Question

0.408 g of an unknown triprotic acid are used to make a 100.00 mL solution. Then 25.00 mL of this solution is transferred to an Erlenmeyer flask and is titrated with 0.1125 M NaOH. The initial burette reading is 0.82 mL; when the titration endpoint is reached, the final burette reading is 37.62 mL. How many moles of triprotic acid are neutralized during the titration?

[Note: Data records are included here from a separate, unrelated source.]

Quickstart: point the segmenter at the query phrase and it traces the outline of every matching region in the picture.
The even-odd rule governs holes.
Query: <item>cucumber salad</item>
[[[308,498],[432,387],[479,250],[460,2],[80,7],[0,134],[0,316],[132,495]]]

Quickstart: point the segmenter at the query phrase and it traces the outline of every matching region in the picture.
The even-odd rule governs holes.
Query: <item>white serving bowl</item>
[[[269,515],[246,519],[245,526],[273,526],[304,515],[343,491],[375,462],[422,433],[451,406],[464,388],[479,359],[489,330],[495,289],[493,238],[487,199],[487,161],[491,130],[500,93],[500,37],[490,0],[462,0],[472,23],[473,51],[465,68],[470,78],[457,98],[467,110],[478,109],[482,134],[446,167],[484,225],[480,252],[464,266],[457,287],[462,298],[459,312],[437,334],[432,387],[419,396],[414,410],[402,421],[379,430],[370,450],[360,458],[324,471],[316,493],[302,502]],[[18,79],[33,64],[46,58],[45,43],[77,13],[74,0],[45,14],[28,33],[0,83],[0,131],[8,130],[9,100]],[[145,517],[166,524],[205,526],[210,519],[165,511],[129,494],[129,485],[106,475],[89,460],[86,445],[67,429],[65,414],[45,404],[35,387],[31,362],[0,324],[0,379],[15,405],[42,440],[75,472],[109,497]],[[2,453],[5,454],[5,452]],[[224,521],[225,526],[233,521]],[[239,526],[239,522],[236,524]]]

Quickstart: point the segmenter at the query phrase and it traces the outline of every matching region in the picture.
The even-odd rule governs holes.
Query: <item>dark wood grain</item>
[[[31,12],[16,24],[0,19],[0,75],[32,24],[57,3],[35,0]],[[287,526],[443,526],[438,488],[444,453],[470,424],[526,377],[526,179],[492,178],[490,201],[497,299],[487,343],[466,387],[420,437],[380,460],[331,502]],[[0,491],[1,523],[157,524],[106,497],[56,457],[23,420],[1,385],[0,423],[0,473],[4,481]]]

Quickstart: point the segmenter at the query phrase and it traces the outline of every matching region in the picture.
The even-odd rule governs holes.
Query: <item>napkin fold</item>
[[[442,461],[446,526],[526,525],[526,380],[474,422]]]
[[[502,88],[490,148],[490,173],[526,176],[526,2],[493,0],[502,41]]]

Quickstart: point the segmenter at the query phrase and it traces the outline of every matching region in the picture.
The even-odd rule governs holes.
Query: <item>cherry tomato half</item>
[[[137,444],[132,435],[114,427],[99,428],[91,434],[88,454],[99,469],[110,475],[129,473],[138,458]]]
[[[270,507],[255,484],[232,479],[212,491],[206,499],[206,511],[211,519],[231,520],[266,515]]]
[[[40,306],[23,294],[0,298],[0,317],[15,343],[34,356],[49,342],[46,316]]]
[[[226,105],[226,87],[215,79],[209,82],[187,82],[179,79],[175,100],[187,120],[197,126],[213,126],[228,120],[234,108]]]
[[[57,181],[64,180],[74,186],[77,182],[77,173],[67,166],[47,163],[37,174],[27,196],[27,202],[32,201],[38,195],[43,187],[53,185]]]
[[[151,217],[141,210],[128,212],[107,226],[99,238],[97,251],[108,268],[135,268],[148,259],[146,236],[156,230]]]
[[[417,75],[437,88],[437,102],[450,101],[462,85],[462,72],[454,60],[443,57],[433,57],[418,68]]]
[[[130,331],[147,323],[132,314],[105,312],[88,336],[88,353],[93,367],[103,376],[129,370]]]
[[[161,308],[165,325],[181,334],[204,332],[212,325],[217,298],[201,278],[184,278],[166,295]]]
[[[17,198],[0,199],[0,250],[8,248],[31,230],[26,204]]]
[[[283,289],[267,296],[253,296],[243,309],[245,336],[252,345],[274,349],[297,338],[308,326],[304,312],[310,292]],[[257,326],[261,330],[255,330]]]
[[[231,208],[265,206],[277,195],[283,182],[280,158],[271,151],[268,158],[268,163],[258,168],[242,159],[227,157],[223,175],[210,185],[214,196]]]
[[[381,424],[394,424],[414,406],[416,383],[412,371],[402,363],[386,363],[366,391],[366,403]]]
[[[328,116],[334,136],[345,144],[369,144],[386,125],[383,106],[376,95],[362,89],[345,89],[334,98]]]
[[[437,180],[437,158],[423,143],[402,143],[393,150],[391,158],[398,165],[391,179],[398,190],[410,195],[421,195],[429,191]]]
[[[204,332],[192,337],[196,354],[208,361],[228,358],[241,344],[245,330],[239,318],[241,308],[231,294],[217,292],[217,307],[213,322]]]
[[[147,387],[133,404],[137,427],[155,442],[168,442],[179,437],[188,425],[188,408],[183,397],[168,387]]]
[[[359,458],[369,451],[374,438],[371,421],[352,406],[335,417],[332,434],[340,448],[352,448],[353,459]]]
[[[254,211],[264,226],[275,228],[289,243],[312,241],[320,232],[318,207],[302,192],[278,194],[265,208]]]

Provide your answer in decimal form (e.g. 0.123) to the correct number of significant figures.

Answer 1

Neutralization reaction is

H3PO4 + 3 NaOH .........> Na3PO4 + 3 H2O

one mole H3PO4 react with 3 mole NaOH.

volume of NaOH = (37.62 - 0.82) = 36.8 ml = 0.0368 L

thus

for 25 ml of  unknown triprotic acid solution,

mole of NaOH required = 0.0368 L * 0.1125 mole / L = 4.14 * 10^-3 mole.

thus

mole of unknown triprotic acid in 25 ml solution = 4.14 * 10^-3 / 3 = 1.38 * 10^-3 mole.

and

100 ml solution of unknown triprotic acid contains = 1.38 * 10^-3 mole * 100 ml / 25 ml = 5.52 * 10^-3 mole = 0.00552 mole.

thus

moles of triprotic acid are neutralized during the titration = 0.00552 mole.